In August 1985 the defendant filed a Crim.P. 35(c) motion to vacate the sentence. In his motion the defendant relied on the opinion of the court of appeals in People v. Montoya, 709 P.2d 58 (Colo.App.1985), rev’d, 736 P.2d 1208 (Colo.1987), which held that the aggravated sentence mandated by the crime of violence statute for the use of a deadly weapon during the commission of first degree assault violated equal protection of the laws because that same element was a requisite for conviction of the underlying offense of first degree assault. In denying the motion the district court concluded that, in contrast to Montoya, the defendant agreed to an aggravated sentence as part of a plea agreement. The defendant thereafter filed this appeal.

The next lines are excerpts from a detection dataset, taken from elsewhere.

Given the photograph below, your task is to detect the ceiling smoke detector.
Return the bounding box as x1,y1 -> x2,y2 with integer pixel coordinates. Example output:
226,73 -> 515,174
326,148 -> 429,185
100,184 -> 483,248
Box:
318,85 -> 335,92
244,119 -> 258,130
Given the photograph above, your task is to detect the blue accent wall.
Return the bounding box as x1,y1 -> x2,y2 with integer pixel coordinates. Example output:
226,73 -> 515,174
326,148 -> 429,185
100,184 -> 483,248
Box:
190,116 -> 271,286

The defendant’s basic argument on appeal is that his sentence under the crime of violence statute violates equal protection of the laws because the term “robbery” in that statute includes both simple and aggravated robbery, thereby obliterating any distinction between these two offenses, and yet the crime of violence statute permits a greater sentence when a jury finding or guilty plea to a crime of violence charge is superimposed on a conviction for aggravated robbery than when such finding or guilty plea is superimposed on a conviction for simple robbery. 3 We reject the defendant’s argument as based on the faulty assumption that the commission of aggravated robbery and a crime of violence involves the very same conduct as the commission of simple robbery and a crime of violence.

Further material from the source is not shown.